Microservices-Based Healthcare Management Backend
This project is a microservices-based backend system for managing appointments, patients, doctors, and billing in a healthcare environment. It follows a modular, scalable design and uses different databases tailored to each service's needs.
6 independent microservices with API Gateway
Fully dockerized with Docker Compose
Apache Kafka for service communication
MySQL, PostgreSQL, and MongoDB
The system consists of the following microservices, each containerized via Docker:
Service | Port | Database | Primary Function |
---|---|---|---|
API Gateway | 4004 | - | Request routing and management |
Patient Service | 8080 | MySQL | Patient records management |
Billing Service | 8081 | PostgreSQL | Payment processing and billing |
Analytics Service | 8082 | MongoDB | Data analytics and reporting |
Doctor Service | 8083 | MySQL | Doctor profiles and specializations |
Appointment Service | 8084 | PostgreSQL | Appointment scheduling and validation |
Auth Service | 8089 | PostgreSQL | Auth process |
Responsibility: This microservice is responsible for managing endpoints about patient records. The relationship between Kafka and Patient Service sends an event to the Analytics Service. The database of this microservice is PostgresSQL and it runs simultaneously with the microservice, thanks to docker-compose.

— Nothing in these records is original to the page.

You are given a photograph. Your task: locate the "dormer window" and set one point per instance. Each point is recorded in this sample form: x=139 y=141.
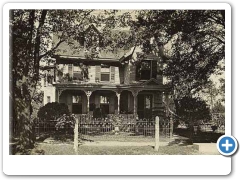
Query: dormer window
x=91 y=37
x=146 y=70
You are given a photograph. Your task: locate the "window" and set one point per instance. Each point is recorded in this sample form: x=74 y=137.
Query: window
x=145 y=105
x=77 y=104
x=77 y=73
x=48 y=99
x=146 y=70
x=105 y=74
x=104 y=99
x=104 y=104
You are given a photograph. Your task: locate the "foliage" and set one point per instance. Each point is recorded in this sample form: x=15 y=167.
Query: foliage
x=192 y=110
x=66 y=123
x=218 y=108
x=31 y=36
x=195 y=44
x=52 y=111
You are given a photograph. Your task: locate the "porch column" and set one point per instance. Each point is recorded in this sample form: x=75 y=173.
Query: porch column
x=88 y=93
x=118 y=96
x=135 y=94
x=167 y=103
x=58 y=92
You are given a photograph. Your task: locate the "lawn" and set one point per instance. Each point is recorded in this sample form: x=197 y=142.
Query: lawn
x=67 y=149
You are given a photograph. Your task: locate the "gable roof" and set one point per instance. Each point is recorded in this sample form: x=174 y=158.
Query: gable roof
x=151 y=81
x=74 y=48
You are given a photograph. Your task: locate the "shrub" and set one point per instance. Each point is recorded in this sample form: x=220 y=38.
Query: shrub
x=214 y=128
x=65 y=123
x=52 y=111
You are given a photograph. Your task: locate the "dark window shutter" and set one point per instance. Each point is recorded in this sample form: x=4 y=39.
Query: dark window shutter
x=81 y=40
x=112 y=72
x=138 y=71
x=70 y=70
x=97 y=73
x=100 y=41
x=154 y=69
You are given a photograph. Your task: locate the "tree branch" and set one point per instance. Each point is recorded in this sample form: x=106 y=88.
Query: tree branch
x=52 y=50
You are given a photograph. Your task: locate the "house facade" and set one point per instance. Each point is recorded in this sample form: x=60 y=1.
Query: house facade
x=110 y=82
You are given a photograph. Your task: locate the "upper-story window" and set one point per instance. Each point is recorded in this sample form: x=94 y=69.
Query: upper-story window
x=105 y=74
x=91 y=37
x=146 y=70
x=77 y=104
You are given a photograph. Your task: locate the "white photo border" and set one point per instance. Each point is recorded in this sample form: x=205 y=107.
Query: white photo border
x=112 y=164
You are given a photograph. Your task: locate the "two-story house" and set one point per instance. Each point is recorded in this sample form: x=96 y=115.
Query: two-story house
x=115 y=82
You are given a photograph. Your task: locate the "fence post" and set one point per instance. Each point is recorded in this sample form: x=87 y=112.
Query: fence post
x=171 y=127
x=156 y=133
x=76 y=136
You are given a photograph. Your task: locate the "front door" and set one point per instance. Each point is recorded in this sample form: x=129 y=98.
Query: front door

Responsibilities: This microservice is responsible for managing endpoints about doctor records. The database of that microservice is MySQL. The reason beyond this database selection, it's generally optimized for read-heavy operations and offers slightly better performance in that context.
Responsibilities: This microservice is responsible for managing appointments,
verifying IDs, notifying other services with Kafka. The database of this microservice is
PostgresSQL. It also has two services. One of the services is managing appointment process. With
the help of Rest Template, this service verify the Patient ID and Doctor ID to create an
appointment. Also, if any patient's payment process is successful then Kafka triggers an event
for The Billing Service. The second service of this microservice is
Cleanup Service
, manages deleting outdated appointments every day.

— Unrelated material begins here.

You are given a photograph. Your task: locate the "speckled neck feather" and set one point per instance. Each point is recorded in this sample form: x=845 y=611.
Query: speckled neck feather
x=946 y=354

Responsibilities: This microservice is responsible for creating billing records after appointments. It creates an invoice for a patient with invoice-generator API, and it stores invoice instances (PDF) on Billing Service image.
Responsibilities: This microservice is responsible for creating auth records. It generates an JWT token for accessing other endpoints
Responsibilities: This microservice is responsible for managing request routing, and API management.

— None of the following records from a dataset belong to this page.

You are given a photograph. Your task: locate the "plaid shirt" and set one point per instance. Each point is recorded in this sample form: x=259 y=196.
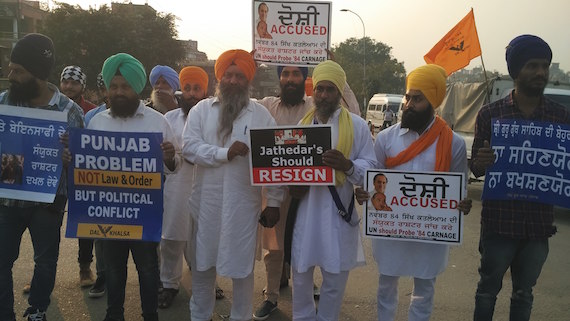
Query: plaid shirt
x=74 y=119
x=517 y=219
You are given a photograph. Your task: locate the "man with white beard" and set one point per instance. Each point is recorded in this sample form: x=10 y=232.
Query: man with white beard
x=225 y=206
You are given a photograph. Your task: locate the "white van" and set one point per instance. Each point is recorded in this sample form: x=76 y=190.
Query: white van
x=378 y=104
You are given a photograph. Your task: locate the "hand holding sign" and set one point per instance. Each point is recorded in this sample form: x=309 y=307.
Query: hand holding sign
x=237 y=149
x=361 y=195
x=464 y=206
x=485 y=158
x=336 y=160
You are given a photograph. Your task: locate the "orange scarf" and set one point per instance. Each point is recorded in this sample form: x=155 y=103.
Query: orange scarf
x=442 y=151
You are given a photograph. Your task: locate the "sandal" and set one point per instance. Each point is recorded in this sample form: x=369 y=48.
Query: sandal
x=219 y=293
x=166 y=298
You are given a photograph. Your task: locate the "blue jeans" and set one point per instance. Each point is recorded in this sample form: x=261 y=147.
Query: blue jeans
x=44 y=224
x=525 y=258
x=145 y=255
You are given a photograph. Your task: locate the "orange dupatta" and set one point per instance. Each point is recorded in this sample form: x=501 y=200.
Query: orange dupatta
x=442 y=151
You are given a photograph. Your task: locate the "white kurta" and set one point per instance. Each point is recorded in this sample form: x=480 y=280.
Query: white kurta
x=409 y=258
x=145 y=120
x=321 y=237
x=176 y=221
x=223 y=202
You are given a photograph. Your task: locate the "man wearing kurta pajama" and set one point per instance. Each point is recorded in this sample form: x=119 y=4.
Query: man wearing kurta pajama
x=321 y=237
x=225 y=206
x=414 y=145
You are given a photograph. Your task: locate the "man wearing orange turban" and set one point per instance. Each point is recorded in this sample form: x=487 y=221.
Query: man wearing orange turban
x=176 y=223
x=288 y=108
x=421 y=142
x=225 y=206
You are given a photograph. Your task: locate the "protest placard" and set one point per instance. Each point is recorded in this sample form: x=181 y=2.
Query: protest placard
x=294 y=33
x=115 y=185
x=532 y=162
x=31 y=153
x=414 y=206
x=290 y=155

I chose a microservice architecture to achieve loose coupling, scalability, and independent deployments. Each service is responsible for a specific domain (patients, doctors, appointments, billing, authentication), which makes the system modular and easier to maintain. This design also allows services to use different databases and technologies depending on their requirements, rather than being restricted to a single stack. In addition, microservices enable fault isolation β if one service fails, the others can continue functioning, improving the systemβs reliability
Each microservice has its own database to respect the loose coupling principle. I used PostgreSQL for the Patient Service because of its powerful relational features, JSONB support, and advanced querying capabilities, which fit patient data well. On the other hand, I chose MySQL for the Doctor Service since it is lightweight and efficient for handling structured data with high read/write operations.
I used Apache Kafka for asynchronous, event-driven communication between services. Instead of relying only on HTTP calls, Kafka enabled me to build a scalable and fault-tolerant data pipeline. Producers generate events (such as patient updates or logs), and consumers process them independently, which reduces coupling and improves system resilience.
Docker allowed me to containerize services and databases, ensuring they run consistently across environments. Volumes were used to persist user data. Kubernetes provided orchestration features such as service discovery, load balancing, scaling, and persistent storage management, making deployments production-ready and easier to maintain.
I implemented an API Gateway to act as the single entry point for all requests. This simplified routing, authentication, and abstraction, since clients do not need to know individual service endpoints. It also centralized security and cross-cutting concerns like logging and request filtering, improving both usability and maintainability.
I set up GitHub Actions to automate build, test, and deployment pipelines. This reduced deployment time to under 15 minutes and ensured multi-platform Docker images could be pushed and deployed to cloud providers (AWS, GCP, Azure). The CI/CD pipeline improved reliability, minimized human error, and made the project more production-ready.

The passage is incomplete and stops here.